1. Among new patient groups, 3 out of 8 patients treated with rifampicin alone and 1 out of 2 patients treated with rifampicin and DDS together became B.I. negative after thirty-six months treatment No aggrevated or stationary cases in B.I. were observed. Among the 30 cases who were treated with DDS alone for
thirty-six months, 2 cases were found to be B.I, negative and 2 cases without changes in B.I. inspite of the treatment. In tHe old patient group of 7 patients treated with rifampicin alone and 7 patients treated with a combination of rifampicin and DDS, 4 cases and 5 cases respectively were found to be negatively converted. I case among the cases who received rifampicin alone showed no change in B.I.
2. In the new patient group, the decrease in average B.I. of the patients who were treated with rifampicin only was 3.3, while the decrease on average B.I. of the patients treated with a combination of rifampicin and DDS was 2.4 and that of the patients treated with DDS only was 1.4 after taking drugs for thirty six months. With this, the decrease in average B.I. of the group treated with rifampicin was more pronounced than that of the group treated with DDS.

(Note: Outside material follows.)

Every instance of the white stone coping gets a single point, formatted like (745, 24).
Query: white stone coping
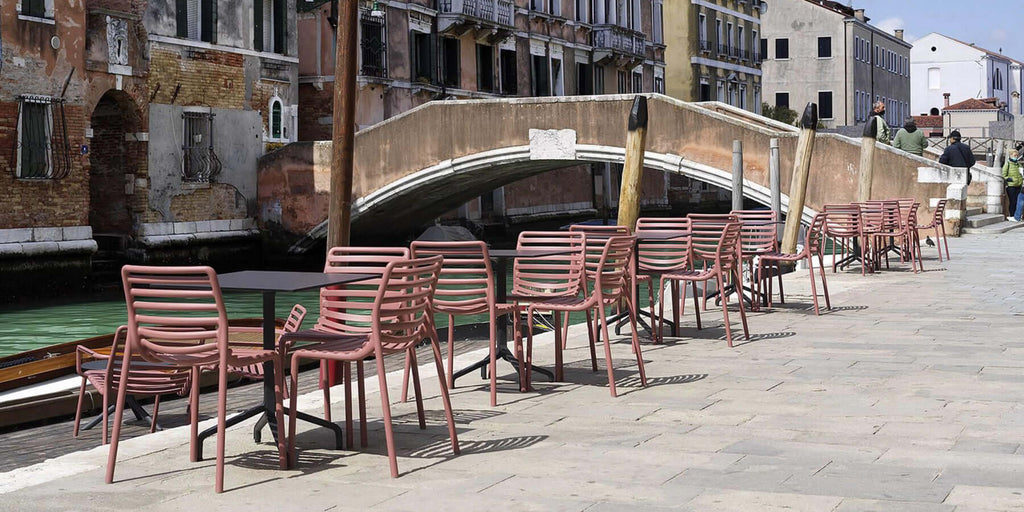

In the old patient group, the decrease in average B.I. of the patients treated with rifampicin alone was 1.2 and of the patients treated with rifampicin combined with DDS, 1.8, after taking drugs for thirty-six months
3. When looking at the clinical symptoms of lepromatous type leprosy patients, the regimen of rifampicin alone or rifampicin combined with DDS proved more effective and faster than giving the patients DDS alone.
4. The side reactions after taking rifampicin were neuralgia and E.N.L., but these were more mild and of lower frequency than the side reactions after taking DDS alone.
From the above results, it is concluded that rifampicin has greater and faster therapeutic effects in the control of leprosy than DDS.